Boundaries . . . they are so self-explanatory on paper. 
But when it comes to people, real live human beings—like you and me—where are the lines?
We all know them, the hard-ass boundary drawers; ne’er shall anyone cross the line, not with a touch, a hug, a show of emotion.
Ne’er risk “walking with someone”—alongside, among, near, beside—ne’er become liable by “being there for you”
—“being” : in the flesh
—“there” : wherever/whatever you are at
—“for” : not against or judging, but open-minded and humane
—“you” : not the anonymous larger labelled population, but you!

Most of us have been caught in the crosshairs while crossing boundaries, the intersection of humanity and institutionalization, regulation, standardization, systematization, regimentation.
The human element makes life messy, deregulates it by necessity; there is not just one standard for all; the system fails us when we come face to face with the individual.
Relationships are unique and based on our respective boundaries, the precarious balance of your and my personality, triggers, feelings, identity, authenticity—trustworthiness, dependability, realness, reliability, credibility, the thesaurus goes on and on . . .

But you get it, right?
You cannot be authentic and never cross the boundaries. 
I have had to make that call—am still making those calls. It is a balancing act; decisions are based on the offset of the values of one or the other—yours or mine. 
Whose position/reputation or existence/vulnerability is in the balance? 
What will it cost you? 
What will it cost me?
Tomorrow . . . I want to be able to look you in the eyes and encounter respect.
The same respect you will recognize in mine. 
Respect requires me to make decisions, sometimes well thought-out, at others times instantly.
I don’t always get it right.
You be the judge.

My drugboots . . .
That is what I called them for as long as I owned them: a black pair of embossed leather designer boots with long points. Italian leather inside and out, the kind that looked like they should be uncomfortable but you could keep on your feet 24-7.
I got them on the street, Red Light District, Amsterdam.

I wanted a pair of new boots for a while but just had not found what I was looking for, did not know what I was looking for, until I walked out of the drop-in onto the street and ran into one of the girls. 
The girls were the ladies who worked the streets—many addicted to substances—who gladly accepted our hot coffee with lots of sugar and cookies, especially on damp, raw days—which seems like always during Amsterdam winters.
I was barely out of the door when Trish greeted me, “Hey Aleke, do you need boots?” This was the wrong question, at the wrong time. Not only did I need boots but I am addicted to boots. She hit my weak spot.
On the street there is no room for hesitation. My guess was that she must have gotten stuck with them—a deal gone bad— or “picked them up” somewhere, but asking for more details was against the code of ethics. Now she was trying to trade them in for cash. 

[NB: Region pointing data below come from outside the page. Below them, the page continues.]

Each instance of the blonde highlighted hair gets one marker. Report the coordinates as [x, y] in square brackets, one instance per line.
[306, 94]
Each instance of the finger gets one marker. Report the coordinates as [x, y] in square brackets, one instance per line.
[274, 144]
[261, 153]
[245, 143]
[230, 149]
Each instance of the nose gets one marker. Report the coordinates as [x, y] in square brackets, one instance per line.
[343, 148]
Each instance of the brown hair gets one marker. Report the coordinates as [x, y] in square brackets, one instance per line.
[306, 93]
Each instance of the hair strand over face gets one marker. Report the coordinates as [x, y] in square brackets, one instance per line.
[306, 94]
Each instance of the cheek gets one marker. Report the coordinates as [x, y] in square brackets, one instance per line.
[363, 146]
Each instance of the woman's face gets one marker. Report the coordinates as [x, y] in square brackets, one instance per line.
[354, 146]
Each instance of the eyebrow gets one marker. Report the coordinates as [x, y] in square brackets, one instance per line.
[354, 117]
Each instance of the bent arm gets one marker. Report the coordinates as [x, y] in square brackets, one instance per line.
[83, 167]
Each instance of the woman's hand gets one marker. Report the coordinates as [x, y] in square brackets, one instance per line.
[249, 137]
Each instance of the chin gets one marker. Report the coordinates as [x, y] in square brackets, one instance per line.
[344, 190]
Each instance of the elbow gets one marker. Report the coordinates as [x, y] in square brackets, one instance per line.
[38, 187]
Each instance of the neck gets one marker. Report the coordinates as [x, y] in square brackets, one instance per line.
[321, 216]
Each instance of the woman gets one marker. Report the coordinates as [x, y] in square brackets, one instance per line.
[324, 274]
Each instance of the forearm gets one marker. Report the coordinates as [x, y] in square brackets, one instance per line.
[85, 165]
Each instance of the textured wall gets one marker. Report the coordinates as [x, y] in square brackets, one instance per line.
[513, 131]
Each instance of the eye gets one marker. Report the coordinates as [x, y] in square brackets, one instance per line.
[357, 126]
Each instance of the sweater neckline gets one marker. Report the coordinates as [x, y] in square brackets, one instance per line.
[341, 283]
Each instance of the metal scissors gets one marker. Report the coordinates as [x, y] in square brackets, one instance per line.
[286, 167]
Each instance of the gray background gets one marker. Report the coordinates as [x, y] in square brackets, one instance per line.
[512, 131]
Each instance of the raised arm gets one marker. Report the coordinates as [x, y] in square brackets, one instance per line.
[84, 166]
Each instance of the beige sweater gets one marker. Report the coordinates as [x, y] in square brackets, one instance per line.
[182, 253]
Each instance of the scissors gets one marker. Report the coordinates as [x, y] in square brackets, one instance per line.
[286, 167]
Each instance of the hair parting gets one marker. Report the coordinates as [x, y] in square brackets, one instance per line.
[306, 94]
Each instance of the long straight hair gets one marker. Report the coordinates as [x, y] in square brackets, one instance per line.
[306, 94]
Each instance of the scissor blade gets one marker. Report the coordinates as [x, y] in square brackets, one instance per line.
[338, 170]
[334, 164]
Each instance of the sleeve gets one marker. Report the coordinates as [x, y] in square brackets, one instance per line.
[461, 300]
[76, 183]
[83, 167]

I attempted to get out of the situation by asking, “What size are they?” I mean, what were the chances they would be size 81/2 – 9?
“Nine,” was her instant reply. 
“Shit!” was my immediate thought.
“Oh, I don’t know Trish you didn’t get them through some illegal deal, did you?”
“No, I swear to God, I got them honestly.”
That was that. 
I could not question her further and insinuate she was lying without losing relationship, and I would be lying if I said I wasn’t looking because I had been, again, just the day before—black leather boots—and there they were.
The only thing left to ask was, “How much?” 
And $10 later I owned a pair of boots I totally wore out that winter.

Boundaries are parameters set while sipping coffee in the office.
But on the street—where you have to think on your feet—everything changes.